8. The seamless daily-scale surface water refill method based on precipitation constraints according to claim 1, characterized in that, Before performing linear interpolation on the reconstructed and merged water body probability map based on adjacent precipitation dates for non-precipitation dates to obtain the water body probability map for non-precipitation days, the method further includes: After the filling is completed, if there are still missing pixels in the reconstructed and merged water body probability map in any of the constraint groups, then based on the time position of the reconstructed and merged water body probability map with missing pixels, the reconstructed and merged water body probability maps with adjacent time are searched step by step forward and backward, and the missing pixels are retrieved and filled pixel by pixel according to the degree of temporal proximity.

9. The seamless daily-scale surface water refill method based on precipitation constraints according to claim 1, characterized in that, The threshold segmentation uses the bimodal method to determine the threshold, and the reconstructed and merged water body probability map and the non-precipitation day water body probability map are converted into a binary surface water map as seamless daily-scale surface water data.

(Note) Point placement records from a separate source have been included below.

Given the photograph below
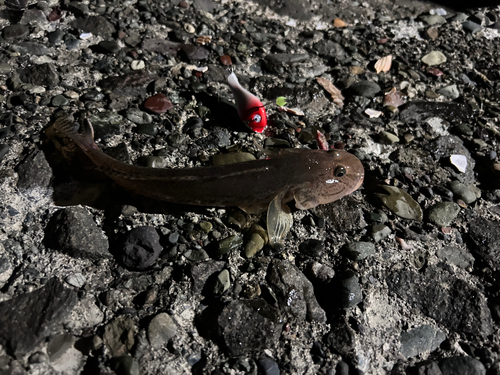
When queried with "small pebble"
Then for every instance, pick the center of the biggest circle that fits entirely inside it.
(137, 65)
(77, 280)
(158, 103)
(222, 283)
(379, 232)
(472, 27)
(443, 214)
(462, 192)
(228, 244)
(59, 101)
(434, 58)
(460, 162)
(388, 138)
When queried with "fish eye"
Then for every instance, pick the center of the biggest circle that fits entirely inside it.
(257, 118)
(339, 171)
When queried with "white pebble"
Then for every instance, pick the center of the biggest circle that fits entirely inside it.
(137, 65)
(459, 161)
(77, 280)
(85, 36)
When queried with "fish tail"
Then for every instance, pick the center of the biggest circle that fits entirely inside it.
(84, 139)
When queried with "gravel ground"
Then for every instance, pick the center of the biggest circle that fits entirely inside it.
(400, 277)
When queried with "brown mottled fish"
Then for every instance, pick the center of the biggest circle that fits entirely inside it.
(311, 177)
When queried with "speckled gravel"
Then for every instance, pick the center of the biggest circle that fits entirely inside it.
(403, 276)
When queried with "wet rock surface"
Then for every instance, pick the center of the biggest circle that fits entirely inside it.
(400, 277)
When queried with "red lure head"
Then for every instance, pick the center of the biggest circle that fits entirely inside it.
(255, 118)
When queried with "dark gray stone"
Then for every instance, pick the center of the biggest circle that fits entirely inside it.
(461, 365)
(485, 235)
(268, 366)
(16, 31)
(30, 48)
(294, 291)
(56, 36)
(329, 48)
(286, 58)
(352, 293)
(195, 53)
(443, 214)
(201, 272)
(360, 250)
(416, 111)
(455, 255)
(40, 75)
(28, 319)
(141, 248)
(367, 89)
(425, 338)
(449, 301)
(165, 47)
(248, 326)
(73, 231)
(34, 172)
(59, 101)
(109, 46)
(96, 25)
(472, 27)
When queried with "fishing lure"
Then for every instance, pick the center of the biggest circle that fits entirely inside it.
(250, 108)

10. A seamless daily-scale surface water recharge system based on precipitation constraints, characterized in that, include: The data acquisition module is used to acquire optical remote sensing images, synthetic aperture radar images, and daily precipitation sequence data of the study area; The probability prediction and fusion module is used to generate optical water probability maps and synthetic aperture radar water probability maps for each date based on the optical remote sensing image and the synthetic aperture radar image, using a water probability prediction model, and to perform complementary fusion of the optical water probability map and the synthetic aperture radar water probability map for the same date to obtain the corresponding fused water probability map. The precipitation constraint grouping module is used to divide the fused water body probability map of precipitation dates into multiple constraint groups based on the precipitation intensity and seasonal attributes of the daily precipitation sequence data. The similarity imputation module is used to calculate the similarity between the merged water body probability map and other merged water body probability maps in the same constraint group in the effective common region for each merged water body probability map with missing pixels in each constraint group; iterates through each missing pixel in the merged water body probability map, and sequentially searches the other merged water body probability maps according to the similarity from high to low; when the other merged water body probability map has a valid water body probability value at the corresponding pixel position, the missing pixel is filled with the valid water body probability value to obtain the reconstructed merged water body probability map; The temporal interpolation module is used to perform linear interpolation on the reconstructed and merged water body probability map based on adjacent precipitation dates for non-precipitation dates to obtain the water body probability map for non-precipitation days. The data output module is used to perform threshold segmentation on the reconstructed and merged water body probability map and the non-precipitation day water body probability map to obtain seamless daily-scale surface water data.